Le manège désenchanté


Lulu : lolita multifacette à l'aura indescriptible créée par le dramaturge allemand Frank Wedekind, puis mise en opéra par Alban Berg ou immortalisée à l'écran par Louise Brooks. Ici, dans cette version théâtrale de 3h50, Stéphane Braunschweig (nouveau directeur du Théâtre de la Colline à Paris, à la suite d'Alain Françon) pioche dans le texte initial pour en présenter sa vision : celle d'une femme enfant bringuebalée dans un monde qu'elle ne semble pas comprendre – ou du moins le laisse-t-elle habilement penser. Un cauchemar niché dans un corps de femme sublime, qui en fera chavirer plus d'un…

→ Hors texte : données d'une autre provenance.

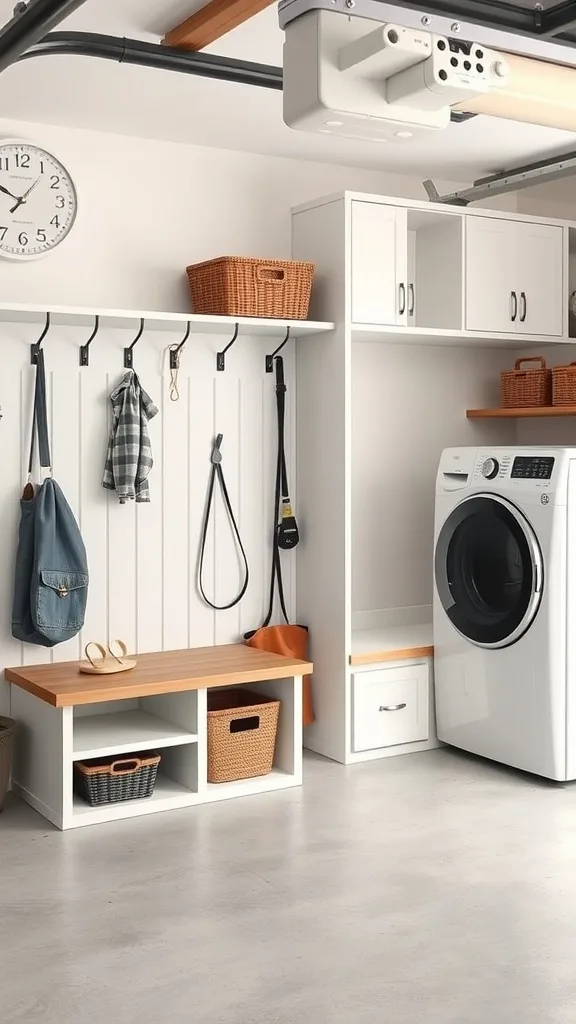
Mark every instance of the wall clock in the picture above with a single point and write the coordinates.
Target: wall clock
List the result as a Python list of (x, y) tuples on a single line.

Tout est une question de fantasme explique ainsi le metteur en scène en note d'intention… Wedekind décrivait sa « tragédie à faire frémir » comme immontable, car trop subversive pour son époque moralisatrice où régnait l'ordre bourgeois (elle a été écrite en 1882, avant de subir de nombreuses retouches pour finir scindée en deux). Subversif : un reproche que l'on ne peut – malheureusement – pas faire à Braunschweig. Malgré une distribution solide (dont Chloé Réjon, qui campe le personnage principal avec justesse) et une scénographie impressionnante illustrant bien l'idée de tourbillon, son Lulu est d'une fadeur déconcertante. Pourtant, il semble s'être donné du mal, mais l'on reste pour le moins dubitatif face au parti pris de plonger le texte dans des ressorts comiques proches du grotesque. Car nous ne sommes plus à l'époque de Wedekind, et cette lecture alourdit considérablement le rendu à défaut de choquer le petit bourgeois – qui lui, depuis, en a vu d'autres. Reste un spectacle solidement monté, assez agréable à suivre par moments, mais sans grand intérêt véritable. AM

LULU
Du vendredi 7 au jeudi 13 janvier, à la MC2.